19 Unmarked Graves Discovered At Shuttered Florida Reform School
Dec. 11 2012, Published 6:00 a.m. ET
It's horror straight out of the mind of Stephen King - although sadly, none of this is fiction.
A new report from anthropology researchers at the University of South Florida reveals grisly discoveries on the grounds of the Arthur G. Dozier School for Boys, a shuttered state reform school. The report finds evidence of 98 deaths and at least 50 graves - 19 more than state authorities identified during an investigation of the grounds two years ago.
The grim discoveries were made on the 1,400-acre grounds of the school, which is about 60 miles west of Tallahassee, that was purportedly the flashpoint of beatings, rapes and murders dating back nearly a century.
In the report, released Monday, experts said they believe more gravesites linked to the school exist. The current death toll stands at two adult staffers and 98 kids, ages 6 to 18, and all believed to have died between 1914 through 1973.
"We anticipated finding about 25 to 30 grave shafts, but in fact we found a minimum of 50," researcher Christian Wells said.
In 2008, Former Florida Gov. Charlie Crist spearheaded the investigation in response to claims of abuse from ex-students who attended the school in the 1950s and 1960s.
In their 2010 look into the institution, Florida Department of Law Enforcement officials were unable to verify the causes of death, which Monday's report corroborated, although researchers noted diseases, fire and drowning had been documented in some of the cases.
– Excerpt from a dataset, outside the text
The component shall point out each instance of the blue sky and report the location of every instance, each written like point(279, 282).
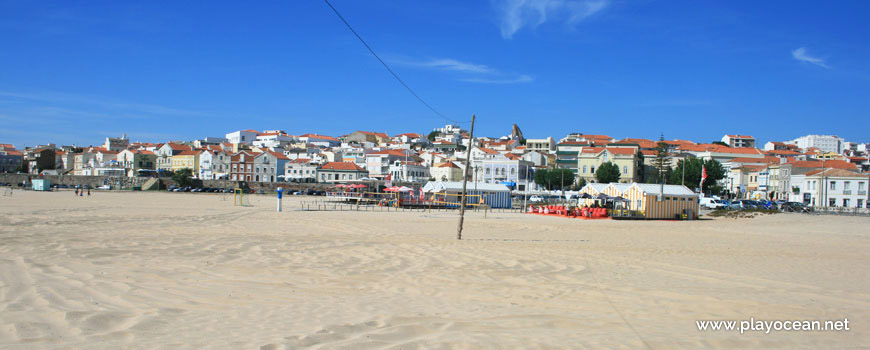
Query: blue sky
point(76, 72)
Other trends included deaths linked to newer students (less than three months at the school) and those who tried to escape.
There is "very little documentation about the history of the cemetery or who is buried there exists, and the exact locations of individual burials were never documented," the report said. The drought of info linked to the school body count has provoked "uncertainty, speculation, and folklore regarding these deaths."
Research methods used in Monday's report include archives, interviews with those linked to the school, remote sensing, soil chemistry, archaeological excavation and help from experts in germane fields.
Records past 1960 are inaccessible to researchers because of privacy laws. According to records, from 1914 until 1952, 45 people were buried on the grounds, 31 were sent elsewhere to be buried and 22 deaths went completely unaccounted for. Children who were black stood three times more likely to be buried in an unmarked grave than their white counterparts.
"I didn't realize going in how much of a story of civil rights it was," researcher Erin Kimmerle said of the findings.
The school, which opened in 1900, was shut down in June 2011 by the Department of Juvenile Justice due to its grim history, as well as budget issues. The study of the campus will continue next month.